Wednesday, June 17, 2009

Defamation!

Conor Clarke interviews the great economist Paul Samuelson. This excerpt caught my eye:

Samuelson: The 1980s trained macroeconomics -- like Greg Mankiw and Ben Bernanke and so forth -- became a very complacent group, very ill adapted to meet with a completely unpredictable and new situation, such as we've had. I looked up -- and by the way, most of these guys are MIT trained; Princeton to MIT or Harvard to MIT -- Mankiw's bestseller, both the macro book and his introductory textbook, I went through the index to look for liquidity trap. It wasn't there!
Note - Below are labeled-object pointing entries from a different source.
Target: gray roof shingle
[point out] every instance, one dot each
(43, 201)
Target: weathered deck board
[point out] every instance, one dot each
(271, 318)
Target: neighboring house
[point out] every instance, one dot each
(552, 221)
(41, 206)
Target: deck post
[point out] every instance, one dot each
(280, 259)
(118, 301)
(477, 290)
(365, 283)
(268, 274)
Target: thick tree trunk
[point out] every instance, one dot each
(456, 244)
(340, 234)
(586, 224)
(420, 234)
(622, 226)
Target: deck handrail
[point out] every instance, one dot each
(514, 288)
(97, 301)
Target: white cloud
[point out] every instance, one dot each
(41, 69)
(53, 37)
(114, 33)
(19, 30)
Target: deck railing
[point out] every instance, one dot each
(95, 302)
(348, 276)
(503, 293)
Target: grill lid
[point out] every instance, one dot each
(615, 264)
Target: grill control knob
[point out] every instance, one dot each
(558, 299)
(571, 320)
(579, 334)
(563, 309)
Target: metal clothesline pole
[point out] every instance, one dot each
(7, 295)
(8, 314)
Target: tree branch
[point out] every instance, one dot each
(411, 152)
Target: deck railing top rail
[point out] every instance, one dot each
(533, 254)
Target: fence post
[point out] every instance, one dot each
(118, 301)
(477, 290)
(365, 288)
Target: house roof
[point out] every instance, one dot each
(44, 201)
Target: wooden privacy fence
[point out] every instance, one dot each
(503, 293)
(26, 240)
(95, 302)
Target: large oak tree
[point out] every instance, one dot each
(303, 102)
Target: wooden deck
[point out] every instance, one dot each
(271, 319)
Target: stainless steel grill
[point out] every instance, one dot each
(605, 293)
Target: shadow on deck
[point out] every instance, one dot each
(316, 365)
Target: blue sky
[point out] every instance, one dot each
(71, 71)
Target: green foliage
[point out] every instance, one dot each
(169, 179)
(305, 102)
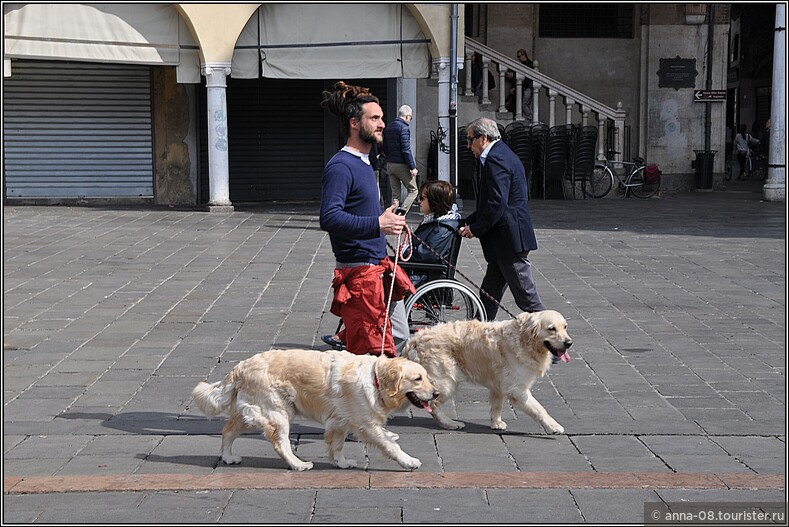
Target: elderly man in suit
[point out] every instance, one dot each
(501, 220)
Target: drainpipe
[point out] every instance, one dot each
(775, 187)
(453, 98)
(708, 104)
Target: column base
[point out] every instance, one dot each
(219, 208)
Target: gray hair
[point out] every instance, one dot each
(484, 126)
(404, 111)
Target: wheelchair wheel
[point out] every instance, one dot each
(442, 301)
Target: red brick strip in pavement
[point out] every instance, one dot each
(391, 480)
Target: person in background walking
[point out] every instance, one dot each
(399, 160)
(742, 143)
(501, 220)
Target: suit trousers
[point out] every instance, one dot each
(514, 272)
(399, 173)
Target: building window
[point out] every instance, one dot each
(586, 20)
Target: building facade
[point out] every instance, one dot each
(216, 104)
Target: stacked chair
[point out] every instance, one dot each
(539, 146)
(555, 162)
(583, 158)
(432, 157)
(518, 137)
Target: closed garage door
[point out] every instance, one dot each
(76, 129)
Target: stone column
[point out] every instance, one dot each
(218, 157)
(442, 67)
(775, 187)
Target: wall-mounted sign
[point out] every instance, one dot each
(677, 73)
(709, 95)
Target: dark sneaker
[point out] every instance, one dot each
(336, 344)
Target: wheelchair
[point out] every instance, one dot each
(440, 298)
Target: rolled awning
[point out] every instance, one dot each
(114, 33)
(324, 41)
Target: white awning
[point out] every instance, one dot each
(325, 41)
(115, 33)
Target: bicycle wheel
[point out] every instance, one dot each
(599, 183)
(442, 301)
(640, 188)
(761, 169)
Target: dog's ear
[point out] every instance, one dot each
(529, 325)
(390, 376)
Clarke: Oh, I used those textbooks. There's got to be something in there on liquidity traps.

Samuelson: Well, not in the index.

Paul is factually wrong here, or at least out of date. If you look in the most recent edition, the 6th, of my intermediate macro book (or in the new 7th edition, which will be released next month), you will find term "liquidity trap" in the index. And it will point you to an extended discussion of the topic.

I presume Paul was looking at an older edition of the book. The material on the liquidity trap was added in the 5th edition, published in 2003. As a textbook author, I am always fine-tuning the selection of topics covered. To do otherwise would be, well, complacent.